The first Monday of September is a US national holiday to honor workers called Labor Day. Many see work as a curse or drag, a 40-year burden that sucks up most of your time, energy and attention between graduation from school as a young adult until retirement as a senior citizen. Some claim “work” is a four-letter word and they live by the philosophy found on the bumper sticker: “I OWE, I OWE, SO OFF TO WORK I GO.” In contrast to negative messages from our culture, however, the Bible teaches much about work, its value, and how to approach it.

(1) God was the first worker. According to the first verse of the Bible, we see that the first worker was God, as God created everything. “In the beginning God created the heaven and the earth.” (Gen. 1:1)

(2) God delegated jobs to people. In keeping with the idea that “God made man in his own image,” (Gen. 1:27), we see the Lord put Adam in charge of managing the Garden of Eden. “The Lord God took the man and put him in the Garden of Eden to work it and take care of it.” (Gen. 2:15 NIV) Some claim God is the first entrepreneur. By that they mean, rather than God doing all the individual tasks Himself, He instead set up a self-perpetuating system by which humans, animals, and plants continually grow, reproduce, and expand.

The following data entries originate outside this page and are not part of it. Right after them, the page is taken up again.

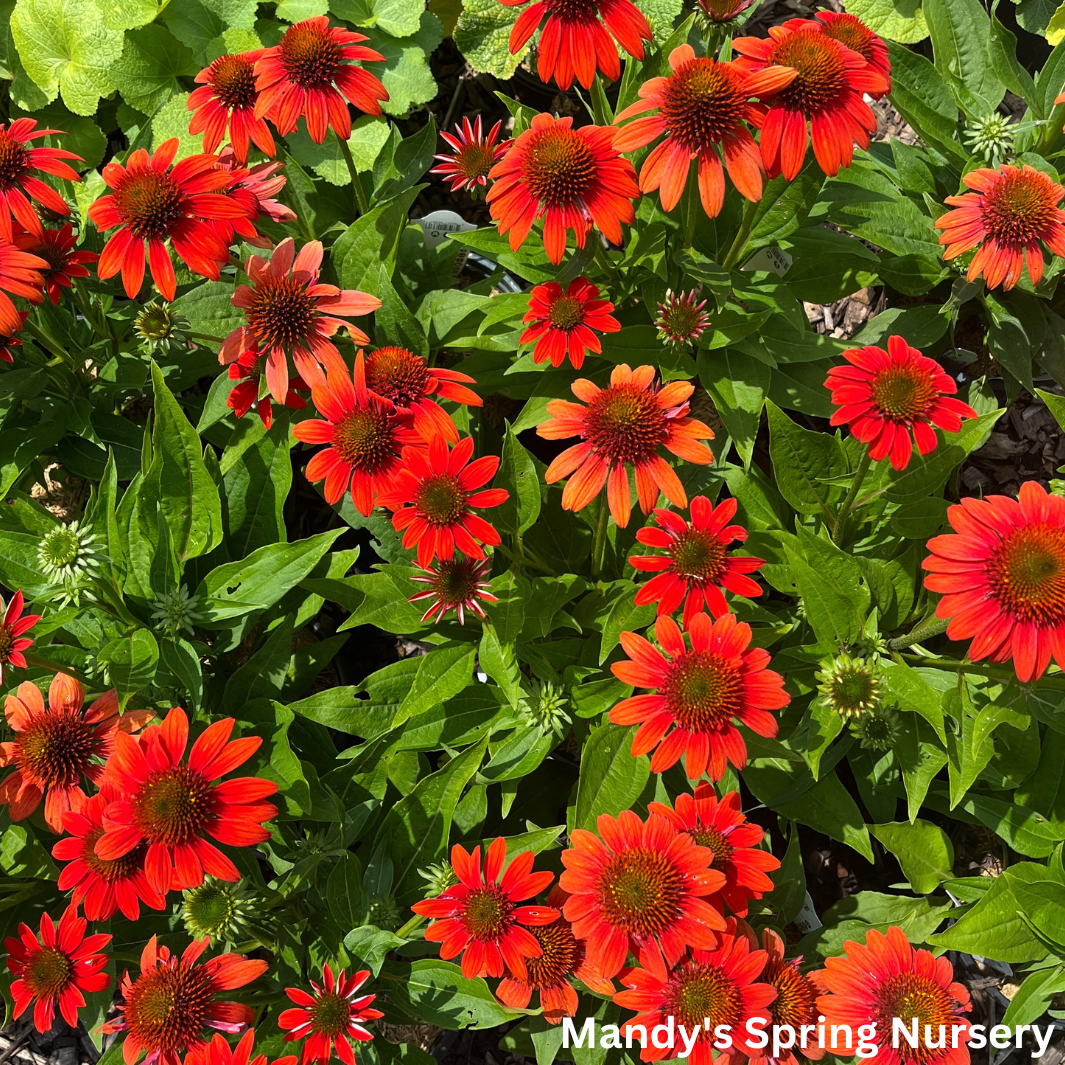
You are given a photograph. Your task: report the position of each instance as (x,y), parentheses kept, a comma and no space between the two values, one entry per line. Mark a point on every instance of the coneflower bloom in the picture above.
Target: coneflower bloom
(18,180)
(473,154)
(562,957)
(1001,574)
(891,399)
(702,108)
(364,436)
(59,747)
(1012,215)
(226,101)
(721,828)
(433,495)
(566,323)
(15,623)
(152,203)
(411,383)
(165,1010)
(698,692)
(288,311)
(572,179)
(174,805)
(102,887)
(54,967)
(719,985)
(330,1018)
(576,38)
(482,918)
(884,979)
(826,92)
(457,584)
(247,372)
(637,883)
(55,248)
(312,72)
(697,569)
(622,426)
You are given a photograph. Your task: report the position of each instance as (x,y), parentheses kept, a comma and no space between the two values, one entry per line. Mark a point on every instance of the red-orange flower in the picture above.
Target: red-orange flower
(166,1009)
(226,100)
(722,829)
(288,311)
(173,805)
(698,692)
(720,985)
(473,154)
(1001,574)
(1012,215)
(312,72)
(566,323)
(573,179)
(639,884)
(826,92)
(576,37)
(884,396)
(19,183)
(885,979)
(105,887)
(364,437)
(54,967)
(701,108)
(697,568)
(58,748)
(15,624)
(152,203)
(330,1018)
(433,495)
(481,918)
(562,956)
(623,426)
(410,383)
(55,248)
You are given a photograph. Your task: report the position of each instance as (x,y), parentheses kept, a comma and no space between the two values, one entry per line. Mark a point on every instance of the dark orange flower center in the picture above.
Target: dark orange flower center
(47,972)
(822,71)
(697,992)
(166,1008)
(640,891)
(55,749)
(703,691)
(566,312)
(441,500)
(149,202)
(174,806)
(233,81)
(625,423)
(1027,573)
(311,55)
(1018,208)
(281,312)
(702,102)
(558,168)
(903,393)
(398,375)
(488,914)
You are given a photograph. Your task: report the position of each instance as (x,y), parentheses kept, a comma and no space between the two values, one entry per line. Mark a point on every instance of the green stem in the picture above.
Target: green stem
(859,476)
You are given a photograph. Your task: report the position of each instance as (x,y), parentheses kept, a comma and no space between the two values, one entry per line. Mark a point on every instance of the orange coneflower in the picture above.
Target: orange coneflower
(698,692)
(638,883)
(1012,214)
(1001,574)
(622,426)
(571,178)
(482,918)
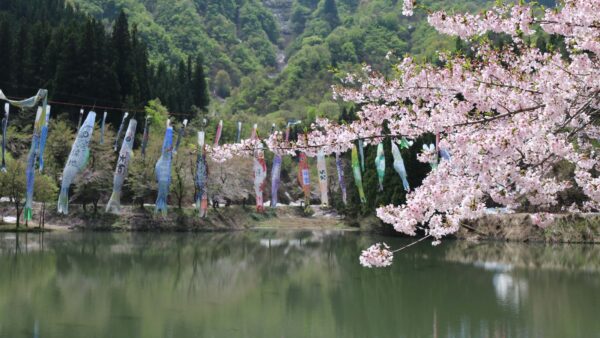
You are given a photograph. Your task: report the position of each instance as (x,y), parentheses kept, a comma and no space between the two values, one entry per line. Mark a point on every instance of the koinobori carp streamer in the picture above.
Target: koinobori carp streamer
(78,158)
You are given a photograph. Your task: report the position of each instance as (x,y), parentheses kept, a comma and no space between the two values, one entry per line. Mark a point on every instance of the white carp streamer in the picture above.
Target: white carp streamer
(114,204)
(78,158)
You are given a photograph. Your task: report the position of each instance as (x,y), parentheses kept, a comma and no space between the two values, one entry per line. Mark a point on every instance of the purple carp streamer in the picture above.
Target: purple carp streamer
(260,172)
(31,160)
(399,166)
(357,175)
(43,138)
(361,152)
(380,165)
(180,136)
(4,128)
(218,134)
(114,204)
(102,126)
(120,131)
(78,158)
(80,119)
(340,170)
(201,177)
(239,135)
(163,171)
(260,175)
(145,137)
(323,180)
(275,178)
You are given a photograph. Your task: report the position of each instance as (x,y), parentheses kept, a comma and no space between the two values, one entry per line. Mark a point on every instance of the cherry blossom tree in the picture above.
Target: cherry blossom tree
(506,115)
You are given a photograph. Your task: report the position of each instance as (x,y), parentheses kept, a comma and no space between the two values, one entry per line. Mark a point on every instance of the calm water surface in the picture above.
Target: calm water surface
(291,284)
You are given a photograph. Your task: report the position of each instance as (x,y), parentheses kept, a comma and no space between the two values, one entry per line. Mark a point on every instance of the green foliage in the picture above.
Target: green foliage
(13,184)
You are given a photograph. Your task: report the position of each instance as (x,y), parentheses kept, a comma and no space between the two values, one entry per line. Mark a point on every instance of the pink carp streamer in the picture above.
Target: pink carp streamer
(260,172)
(342,183)
(219,132)
(323,179)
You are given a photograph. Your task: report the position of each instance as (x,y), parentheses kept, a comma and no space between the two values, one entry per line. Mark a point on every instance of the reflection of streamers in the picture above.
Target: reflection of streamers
(78,158)
(163,172)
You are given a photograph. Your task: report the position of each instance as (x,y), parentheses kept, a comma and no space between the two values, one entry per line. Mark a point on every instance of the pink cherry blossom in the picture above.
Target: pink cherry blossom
(377,255)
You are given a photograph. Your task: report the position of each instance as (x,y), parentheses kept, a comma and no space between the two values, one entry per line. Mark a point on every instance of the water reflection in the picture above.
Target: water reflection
(290,284)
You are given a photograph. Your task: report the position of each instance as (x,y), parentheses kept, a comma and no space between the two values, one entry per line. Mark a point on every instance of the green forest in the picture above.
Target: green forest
(263,62)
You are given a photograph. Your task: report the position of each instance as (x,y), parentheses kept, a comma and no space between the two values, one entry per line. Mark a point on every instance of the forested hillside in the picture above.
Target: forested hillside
(46,44)
(277,58)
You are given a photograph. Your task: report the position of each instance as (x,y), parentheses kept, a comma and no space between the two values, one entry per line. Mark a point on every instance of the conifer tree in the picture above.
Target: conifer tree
(199,86)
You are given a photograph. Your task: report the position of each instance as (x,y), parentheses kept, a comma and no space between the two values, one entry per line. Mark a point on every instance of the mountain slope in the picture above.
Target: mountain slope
(279,58)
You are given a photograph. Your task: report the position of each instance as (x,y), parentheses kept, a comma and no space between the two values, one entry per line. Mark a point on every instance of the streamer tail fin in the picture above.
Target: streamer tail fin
(114,203)
(63,201)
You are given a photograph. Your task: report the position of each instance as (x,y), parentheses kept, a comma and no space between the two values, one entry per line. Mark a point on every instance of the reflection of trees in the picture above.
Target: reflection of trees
(287,284)
(575,257)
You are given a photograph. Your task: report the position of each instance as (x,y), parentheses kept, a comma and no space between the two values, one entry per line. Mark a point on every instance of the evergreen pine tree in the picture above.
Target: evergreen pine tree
(199,86)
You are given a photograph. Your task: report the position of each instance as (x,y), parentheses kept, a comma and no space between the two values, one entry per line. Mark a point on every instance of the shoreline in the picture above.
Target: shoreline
(513,227)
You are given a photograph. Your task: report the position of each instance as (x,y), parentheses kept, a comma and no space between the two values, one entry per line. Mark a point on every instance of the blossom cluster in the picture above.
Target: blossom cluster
(508,116)
(377,255)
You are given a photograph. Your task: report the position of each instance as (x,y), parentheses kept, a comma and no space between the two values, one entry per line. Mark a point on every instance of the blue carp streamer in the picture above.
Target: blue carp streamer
(145,137)
(80,119)
(340,169)
(323,179)
(180,136)
(361,152)
(102,126)
(43,138)
(163,172)
(114,204)
(239,134)
(78,158)
(380,165)
(120,131)
(399,166)
(275,178)
(4,128)
(201,177)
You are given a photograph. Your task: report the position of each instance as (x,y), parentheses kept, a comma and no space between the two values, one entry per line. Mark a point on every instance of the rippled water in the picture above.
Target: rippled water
(291,284)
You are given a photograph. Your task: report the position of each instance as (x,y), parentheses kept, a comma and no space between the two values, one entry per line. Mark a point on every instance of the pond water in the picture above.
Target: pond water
(291,284)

(3) God gives us insights and skills by which we can earn an income to provide for ourselves and our families and have extra to give away. Deuteronomy 8:18 says “But remember the Lord your God, for it is He who gives you the ability to produce wealth.” (NIV)

(4) We should give our best effort at work and make the most of the opportunities we have now. “Whatever you do, do well. For when you go to the grave, there will be no work or planning or knowledge or wisdom.” (Ecclesiastes 9:10 NLT)

(5) Although work is noble, don’t be a workaholic. “On the seventh day God had finished his work of creation, so he rested from all his work.” (Gen. 2:2) Since God is omnipotent, the idea is not that God needed a breather after six days of creation, but rather He set an example for us to schedule periodic days of R and R.

(6) Rather than wear yourself out doing everything alone, find a parter or a team to delegate to. Two are better than one, because they have a good return for their labor: If either of them falls down, one can help the other up. But pity anyone who falls and has no one to help them up.” (Eccl. 4:9,10 NIV)

The early Reformers believed that any job is sacred, as long as it is done to one’s best ability and conducted with an attitude to please God. In that way, jobs like baker or farmer are just as “holy” as those of priest or missionary, because any honest profession can meet needs, glorify God, and make your little corner of the world a better place. In fact, that is where we get the word “vocation.” Since “vocal” means “voice,” the idea is, our job is not just a dead-end time-waster to occupy our best years, but rather is a “calling from God” and is thus full of dignity and meaning.

The word for you is: Keep a positive mindset about work!